Left, Carlson Hall when it was new in 1938. From 1988 onward it would house the Tanner Center for a decade. Right, in 2008, the Tanner Center moved to its new premises in the Carolyn Tanner Irish Humanities Building.
Despite the still unfinished state of my magnum opus, I look back at my year in the Tanner Center as having had enormous importance in my life—Last Pieta was my first book-length work and it really taught me to write. Even though, by the time I retired, my brain could no longer handle the book’s 300-something pages and convoluted plot, enough of my story-telling skills remained that I was able to write the disconnected series of essays on my dementia that, with much help from Shen Christenson and Kirstin Scott as well as my agent Kate Garrick and Hachette senior editor Paul Whitlatch, has now become my memoir Memory’s last Breath: Field Notes on My Dementia.
In addition to the blissful daytime hours of research and writing, I received the bonus of an exceptional office mate: my fellow fellow Susan Anderson. The year when Susan and I shared an office fell in a difficult time of my life when Peter was commuting to Nevada for almost three years for his job of transforming that state’s worker’s compensation system from paper to electronics.
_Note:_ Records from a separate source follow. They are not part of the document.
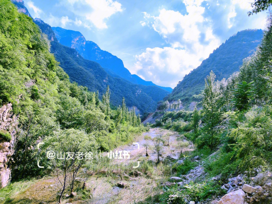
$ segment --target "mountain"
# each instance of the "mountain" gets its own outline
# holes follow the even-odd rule
[[[136,84],[156,86],[170,92],[173,90],[171,87],[158,86],[152,82],[145,81],[136,75],[132,75],[124,66],[121,59],[102,50],[94,42],[86,41],[80,32],[59,27],[52,27],[52,29],[61,44],[74,48],[85,59],[98,62],[111,76],[120,77]]]
[[[110,102],[113,105],[121,104],[124,97],[128,106],[136,106],[142,113],[152,112],[156,110],[157,102],[169,94],[155,86],[135,84],[121,78],[111,76],[100,64],[84,59],[75,49],[58,42],[50,25],[39,18],[35,18],[34,22],[48,36],[51,52],[70,80],[87,86],[91,91],[98,90],[101,93],[105,92],[109,85]]]
[[[262,37],[261,30],[246,30],[238,32],[222,43],[203,60],[201,64],[183,79],[165,100],[180,99],[184,103],[193,100],[193,95],[200,93],[205,87],[204,79],[211,70],[216,75],[216,80],[227,79],[239,71],[243,59],[252,54]]]

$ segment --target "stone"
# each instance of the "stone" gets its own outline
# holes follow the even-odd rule
[[[251,203],[252,202],[253,202],[255,200],[254,198],[253,197],[251,197],[250,198],[250,203]]]
[[[238,181],[238,182],[240,182],[242,180],[242,177],[241,177],[241,175],[238,175],[236,177],[236,180]]]
[[[262,187],[261,186],[257,186],[254,187],[254,189],[255,189],[255,190],[256,190],[257,189],[259,189],[259,188],[260,188],[261,187]]]
[[[184,162],[183,161],[183,160],[178,160],[178,161],[177,162],[177,163],[179,164],[181,164],[183,163]]]
[[[225,186],[224,184],[224,185],[222,186],[221,187],[221,189],[222,189],[223,190],[228,190],[227,188]]]
[[[254,188],[251,186],[248,185],[247,184],[244,184],[243,186],[242,190],[246,193],[251,194],[255,192]]]
[[[265,183],[264,184],[265,185],[269,183],[272,183],[272,180],[271,179],[267,179],[267,180],[265,182]]]
[[[194,157],[194,159],[195,160],[196,159],[198,159],[199,158],[199,156],[195,156]]]
[[[170,179],[172,180],[181,180],[181,178],[178,177],[177,176],[173,176],[170,178]]]
[[[240,189],[225,195],[216,204],[244,204],[246,194]]]
[[[217,203],[219,202],[219,200],[215,200],[211,202],[211,204],[215,204],[216,203]]]
[[[256,186],[263,186],[268,178],[266,175],[263,173],[260,173],[257,175],[254,178],[254,183]]]
[[[11,178],[11,173],[10,169],[3,168],[0,175],[0,189],[8,185]]]

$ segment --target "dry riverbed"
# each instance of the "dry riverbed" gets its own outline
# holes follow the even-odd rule
[[[168,140],[166,139],[165,140],[165,139],[167,134],[171,135],[169,138],[169,145],[168,145]],[[130,151],[129,159],[112,159],[108,166],[101,168],[100,169],[101,173],[92,174],[86,169],[82,169],[77,178],[76,184],[81,187],[84,182],[87,184],[89,194],[87,197],[78,196],[73,198],[64,198],[62,203],[134,203],[158,193],[156,191],[157,190],[156,187],[158,184],[165,182],[168,178],[165,177],[165,174],[163,173],[164,171],[163,165],[154,165],[152,167],[153,169],[147,175],[126,175],[118,167],[120,166],[118,165],[136,166],[138,161],[142,163],[145,160],[155,161],[157,157],[153,152],[151,147],[154,145],[154,138],[161,135],[166,141],[163,147],[163,152],[161,159],[163,160],[167,156],[177,159],[181,152],[193,150],[192,143],[186,140],[183,135],[180,135],[177,132],[159,128],[150,129],[149,132],[144,133],[139,136],[135,141],[140,145],[139,149],[137,148],[137,145],[131,144],[119,147],[113,151]],[[146,156],[146,150],[143,146],[147,142],[150,145],[147,149],[148,157]],[[102,156],[107,156],[104,153],[102,154]],[[111,168],[112,166],[114,167]],[[140,165],[138,169],[144,168]],[[135,169],[135,171],[137,171],[137,169]],[[118,187],[120,183],[123,184],[124,187]],[[36,180],[25,185],[23,188],[18,188],[17,192],[11,194],[8,199],[7,197],[5,199],[2,198],[2,203],[55,204],[57,200],[56,186],[54,177]],[[0,200],[1,199],[0,198]]]

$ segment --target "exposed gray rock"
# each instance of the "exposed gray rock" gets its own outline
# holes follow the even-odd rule
[[[195,156],[194,157],[194,159],[195,160],[198,159],[199,158],[199,156],[198,155],[196,156]]]
[[[173,176],[171,177],[170,178],[170,179],[172,180],[182,180],[181,178],[180,178],[179,177],[178,177],[177,176]]]
[[[255,192],[254,188],[251,186],[248,185],[247,184],[244,184],[243,186],[242,190],[246,193],[251,194]]]
[[[240,189],[226,194],[217,204],[244,204],[246,194]]]
[[[8,131],[11,136],[9,141],[1,138],[0,140],[0,189],[5,186],[10,181],[11,174],[8,168],[11,156],[14,153],[16,142],[15,135],[18,124],[18,118],[13,115],[11,103],[4,104],[0,108],[0,130]]]

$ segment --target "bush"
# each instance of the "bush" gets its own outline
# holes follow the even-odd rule
[[[0,131],[0,137],[4,138],[8,142],[10,142],[11,140],[11,135],[6,130],[2,130]]]

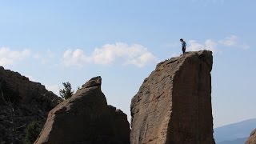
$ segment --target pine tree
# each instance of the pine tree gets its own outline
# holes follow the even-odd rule
[[[63,99],[68,99],[74,94],[74,91],[72,91],[71,84],[69,82],[63,82],[62,84],[64,86],[64,89],[59,90],[59,94]]]

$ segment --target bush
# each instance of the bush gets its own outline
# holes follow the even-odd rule
[[[63,82],[62,84],[64,86],[64,89],[59,90],[59,94],[63,99],[70,98],[74,94],[71,84],[69,82]]]

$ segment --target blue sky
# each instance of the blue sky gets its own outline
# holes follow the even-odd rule
[[[129,118],[156,64],[214,52],[214,127],[256,118],[254,0],[0,1],[0,65],[58,94],[101,75],[108,103]]]

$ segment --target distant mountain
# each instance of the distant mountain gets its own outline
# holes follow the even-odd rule
[[[217,127],[214,130],[214,136],[217,144],[243,144],[255,128],[256,118],[248,119]]]
[[[247,138],[248,138],[248,137],[237,138],[237,139],[231,140],[231,141],[222,141],[220,142],[217,142],[216,144],[244,144]]]

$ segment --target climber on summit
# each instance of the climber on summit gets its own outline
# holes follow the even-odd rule
[[[179,39],[179,41],[181,41],[182,42],[182,52],[184,54],[186,51],[186,42],[182,38]]]

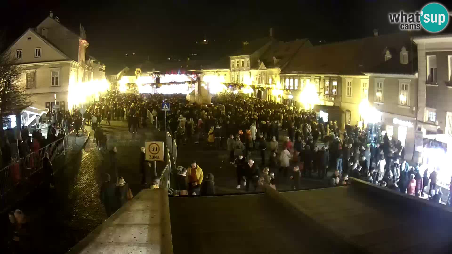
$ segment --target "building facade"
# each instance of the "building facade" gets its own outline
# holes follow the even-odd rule
[[[75,33],[51,12],[35,28],[27,29],[8,49],[24,70],[22,83],[38,108],[68,110],[70,84],[85,75],[89,46],[83,28]]]

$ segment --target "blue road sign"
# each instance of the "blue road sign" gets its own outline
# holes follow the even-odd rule
[[[162,103],[162,108],[160,110],[165,111],[169,111],[170,110],[170,103],[164,102]]]

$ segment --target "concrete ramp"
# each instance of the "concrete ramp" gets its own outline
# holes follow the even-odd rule
[[[175,254],[333,253],[265,193],[170,198]]]
[[[173,253],[168,191],[142,190],[67,253]]]

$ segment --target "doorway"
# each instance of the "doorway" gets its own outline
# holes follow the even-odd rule
[[[399,126],[397,130],[397,138],[402,143],[402,146],[405,146],[405,141],[406,141],[406,132],[408,128],[406,126]]]
[[[345,110],[345,124],[350,125],[352,118],[352,112],[348,109]]]

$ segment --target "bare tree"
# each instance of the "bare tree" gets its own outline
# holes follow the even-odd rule
[[[26,86],[23,83],[25,72],[22,67],[17,65],[14,56],[9,50],[0,53],[0,119],[2,126],[10,121],[3,117],[15,115],[32,104],[31,95],[27,93]]]

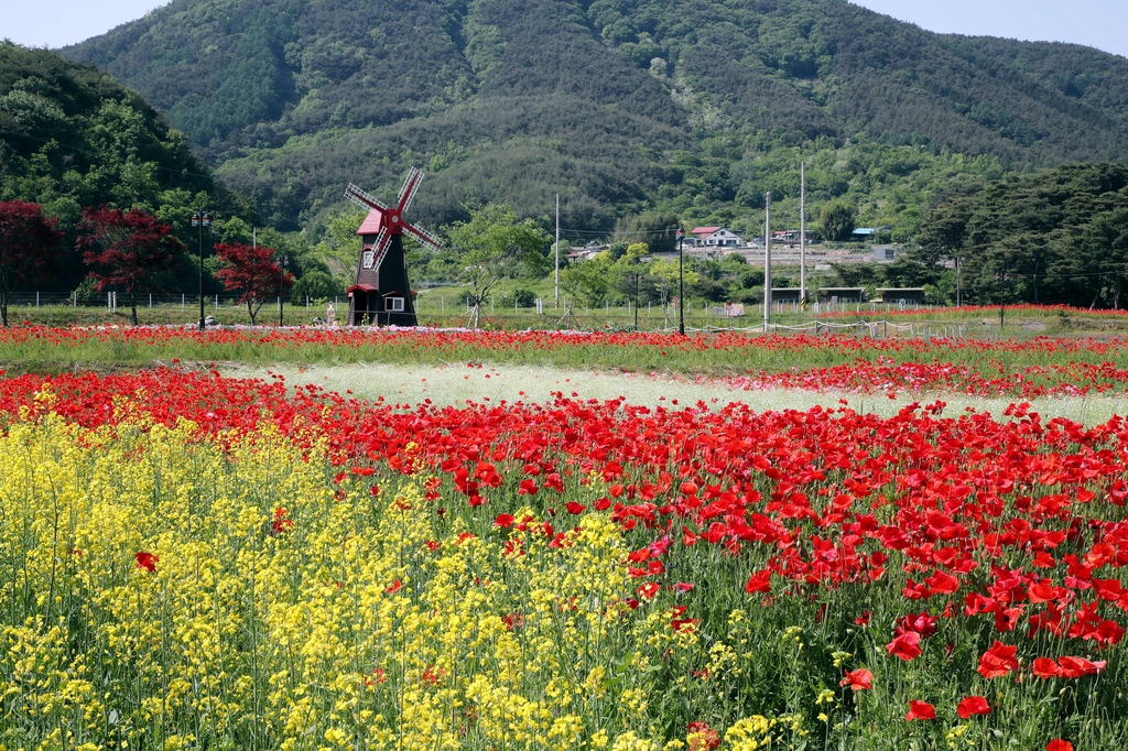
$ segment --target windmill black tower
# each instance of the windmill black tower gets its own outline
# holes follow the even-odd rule
[[[368,217],[356,230],[361,236],[361,251],[356,281],[349,288],[350,326],[368,323],[380,326],[418,325],[415,301],[407,283],[404,232],[435,250],[442,249],[439,238],[412,227],[403,218],[422,182],[423,173],[412,167],[399,189],[395,207],[384,205],[352,183],[345,189],[346,198],[368,210]]]

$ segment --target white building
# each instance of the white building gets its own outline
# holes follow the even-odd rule
[[[698,248],[737,248],[744,244],[740,236],[724,227],[697,227],[689,233]]]

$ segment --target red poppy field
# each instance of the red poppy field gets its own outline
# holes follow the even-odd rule
[[[194,363],[497,363],[685,373],[733,389],[961,394],[1032,399],[1123,395],[1128,339],[867,338],[169,327],[0,330],[0,368],[72,370]]]
[[[6,748],[1128,742],[1120,418],[165,369],[0,424]]]

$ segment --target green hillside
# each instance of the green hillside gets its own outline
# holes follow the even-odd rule
[[[146,95],[280,229],[431,174],[415,218],[493,200],[607,230],[843,197],[916,231],[934,192],[1128,159],[1128,60],[942,36],[844,0],[174,0],[63,51]],[[770,168],[770,169],[769,169]]]
[[[238,210],[210,171],[136,91],[94,67],[0,42],[0,201],[35,201],[71,223],[82,206],[156,211],[200,193]]]

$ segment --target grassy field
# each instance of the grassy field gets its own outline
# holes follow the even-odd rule
[[[347,298],[336,301],[338,320],[347,311]],[[523,329],[561,329],[576,328],[584,330],[637,330],[661,332],[676,330],[678,311],[676,308],[643,304],[637,317],[633,306],[605,306],[589,308],[574,306],[571,311],[561,304],[554,307],[553,300],[545,299],[541,313],[535,308],[513,308],[495,300],[495,304],[486,304],[482,313],[482,328],[523,330]],[[685,312],[685,325],[691,330],[715,329],[756,329],[761,330],[764,316],[759,306],[744,306],[744,315],[728,317],[717,315],[720,303],[691,302]],[[421,291],[416,301],[420,324],[437,327],[466,326],[469,320],[464,292],[458,288],[432,288]],[[250,324],[250,317],[245,306],[233,304],[231,300],[221,300],[218,304],[212,300],[205,308],[220,324],[227,326]],[[326,301],[298,301],[294,304],[287,301],[283,306],[283,323],[288,326],[308,326],[315,318],[324,319]],[[130,310],[118,307],[109,311],[105,307],[72,308],[67,304],[12,306],[9,308],[9,319],[16,325],[32,326],[103,326],[131,323]],[[199,308],[191,301],[185,304],[142,304],[138,308],[138,320],[141,325],[191,325],[200,320]],[[257,324],[265,327],[276,326],[277,307],[266,304],[257,316]],[[799,309],[792,303],[784,303],[772,316],[772,323],[778,327],[811,328],[814,321],[820,321],[820,328],[845,330],[843,327],[860,321],[891,321],[900,329],[892,332],[889,326],[881,328],[881,335],[889,333],[915,333],[935,336],[998,336],[1001,330],[1011,337],[1030,337],[1036,335],[1078,335],[1128,333],[1128,315],[1125,311],[1090,311],[1056,307],[1011,306],[1005,310],[1004,326],[999,328],[999,310],[996,307],[920,307],[901,309],[899,306],[882,306],[878,303],[845,303],[820,306],[816,312],[814,306]],[[636,324],[637,321],[637,324]]]
[[[742,389],[723,380],[686,378],[676,373],[622,373],[613,371],[569,370],[530,365],[465,365],[418,368],[387,363],[351,365],[283,365],[256,368],[229,365],[220,371],[228,378],[270,379],[281,376],[290,387],[317,386],[359,399],[388,404],[431,404],[460,407],[475,404],[545,404],[555,394],[575,395],[579,399],[622,399],[649,407],[703,406],[721,409],[731,404],[747,405],[756,412],[799,410],[817,406],[848,404],[860,414],[892,417],[917,401],[944,401],[937,414],[958,417],[969,409],[1001,419],[1013,397],[982,397],[958,394],[852,394],[840,390],[812,391],[796,388]],[[1091,395],[1039,397],[1029,400],[1031,412],[1043,419],[1063,417],[1082,425],[1098,425],[1114,415],[1128,414],[1128,396]]]
[[[976,379],[998,379],[1034,369],[1054,382],[1117,372],[1074,373],[1079,368],[1128,368],[1119,338],[954,338],[857,335],[562,334],[550,332],[441,332],[376,328],[227,328],[204,333],[173,328],[58,329],[16,327],[0,332],[0,366],[11,372],[67,371],[89,366],[135,368],[194,363],[446,365],[497,363],[629,372],[708,376],[803,373],[844,364],[889,369],[962,363]],[[1054,373],[1045,369],[1057,369]],[[838,378],[849,373],[839,372]]]

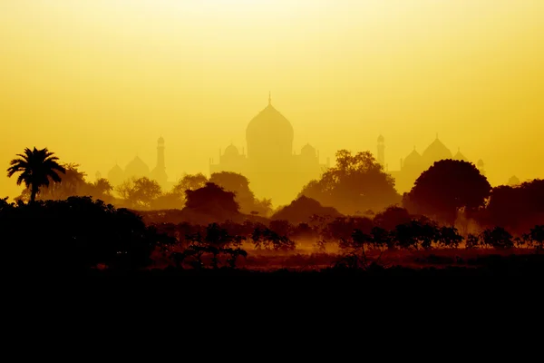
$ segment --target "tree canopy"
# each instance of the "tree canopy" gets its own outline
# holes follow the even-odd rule
[[[415,181],[403,204],[411,212],[453,224],[460,209],[473,211],[484,205],[491,186],[471,162],[442,160]]]
[[[10,167],[7,169],[7,176],[12,177],[15,173],[20,172],[17,178],[17,185],[24,183],[30,190],[30,201],[34,202],[36,195],[42,186],[49,186],[50,181],[61,182],[59,172],[63,173],[64,168],[57,162],[54,153],[44,148],[41,150],[35,147],[33,150],[24,149],[24,153],[17,154],[10,162]]]
[[[344,214],[377,211],[401,201],[394,189],[394,179],[370,152],[353,154],[347,150],[336,152],[335,166],[327,169],[319,180],[306,184],[298,197],[303,195]]]

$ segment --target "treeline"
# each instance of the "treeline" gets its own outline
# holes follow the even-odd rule
[[[389,228],[401,215],[410,220]],[[336,249],[338,263],[394,250],[516,247],[538,252],[544,248],[544,225],[520,237],[497,227],[463,239],[455,227],[414,218],[398,207],[374,220],[316,216],[296,225],[280,220],[268,224],[246,221],[146,226],[141,216],[88,197],[29,204],[1,200],[0,233],[5,261],[18,272],[131,271],[160,266],[233,269],[252,253],[296,253],[308,243],[315,252]]]

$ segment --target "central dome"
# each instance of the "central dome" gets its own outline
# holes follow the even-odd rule
[[[249,122],[246,129],[248,157],[291,155],[293,135],[291,123],[268,100],[268,105]]]
[[[446,147],[440,140],[438,136],[436,139],[425,149],[422,154],[423,161],[428,164],[432,164],[434,162],[438,162],[445,159],[452,159],[452,152]]]

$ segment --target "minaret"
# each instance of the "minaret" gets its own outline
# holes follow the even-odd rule
[[[383,135],[378,136],[378,163],[385,167],[385,139]]]
[[[164,139],[162,136],[157,141],[157,166],[151,172],[151,178],[157,181],[162,188],[166,187],[168,175],[166,175],[164,164]]]
[[[160,136],[157,142],[157,169],[166,169],[164,164],[164,139],[162,136]]]

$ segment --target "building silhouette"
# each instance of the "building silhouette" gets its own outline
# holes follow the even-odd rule
[[[249,180],[250,188],[259,198],[271,198],[275,205],[292,201],[302,187],[317,179],[326,164],[319,162],[319,152],[306,143],[300,153],[293,152],[294,131],[291,123],[272,105],[258,113],[246,129],[247,153],[232,143],[219,162],[209,160],[209,173],[238,172]]]
[[[173,182],[168,181],[164,149],[164,138],[160,136],[157,141],[157,165],[152,171],[150,171],[150,167],[137,155],[124,169],[116,163],[115,166],[108,172],[108,181],[115,187],[131,178],[147,177],[157,181],[162,190],[169,190],[173,186]]]
[[[388,164],[385,164],[384,158],[384,143],[385,140],[384,136],[378,137],[377,144],[377,161],[384,165],[385,171],[394,178],[395,188],[401,194],[403,192],[410,191],[413,186],[416,179],[427,169],[429,169],[435,162],[445,159],[460,160],[463,162],[470,162],[458,149],[457,153],[453,155],[450,149],[446,147],[438,138],[436,138],[422,153],[419,153],[413,146],[413,150],[406,155],[405,158],[400,161],[400,169],[390,171]],[[480,159],[476,163],[476,167],[482,175],[485,175],[484,163]]]

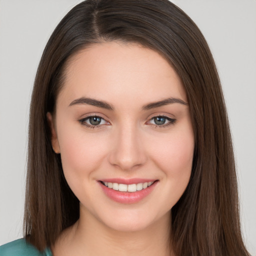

He was gone for the work week and home only on weekends. Marissa had just left home for her own apartment and Newton was in high school and the only family member living at home with me during the week. It was so lovely to have a friend in Susan, single at the time, with whom I could go to grad student events and who could come to our house to share a meal with Newton and me. Sometimes she and I hung out together to study and, particularly in winter, she would stay for a “sleepover” to avoid the snowy roads. She and her family still today count as precious members of our made-in America family.
My return to the Tanner Center to read from and answer questions about Memory’s Last Breath is to me a matter of nostalgia, both the happy and melancholic kinds. Should you be free on the afternoon of Thursday Sept 7 at 3 pm, it would be lovely to see you there.
August 29, 2017 @ 5:42 pm
YOU have moved on to new strengths. More courage and independence than ever, More teaching of impossible subject matter. I love you and will be there eager to learn more from you.
August 30, 2017 @ 9:41 am
Shen, you are the dearest friend to always show your interest and encouragement. I am so glad you will be able to come. I’ll e-mail you about the chance for coffee SOON!
August 29, 2017 @ 11:52 pm
It will be a wonderful event! Congratulations Gerda!
August 30, 2017 @ 9:40 am
Thanks so much, Lynne. Hope you are doing well. Thinking of the last time we were at your house and sat in your beautiful back year–it must be spectacular this time of the year when everything has come to full growth. Enjoy! Lots of love.
August 30, 2017 @ 1:51 am
Liewe Gerda, Erika het toe haar Memory’s Last Breath gekry saam met een vir my. ‘n boekwinkel in Houtbaai het dit vir haar bestel. Ek het begin lees en geniet dit baie. 10/10. Liefde groete.
August 30, 2017 @ 9:39 am
Baie dankie vir die woord dat jy my boek geniet. Jy sal baie familiestories herken! Baie liefde.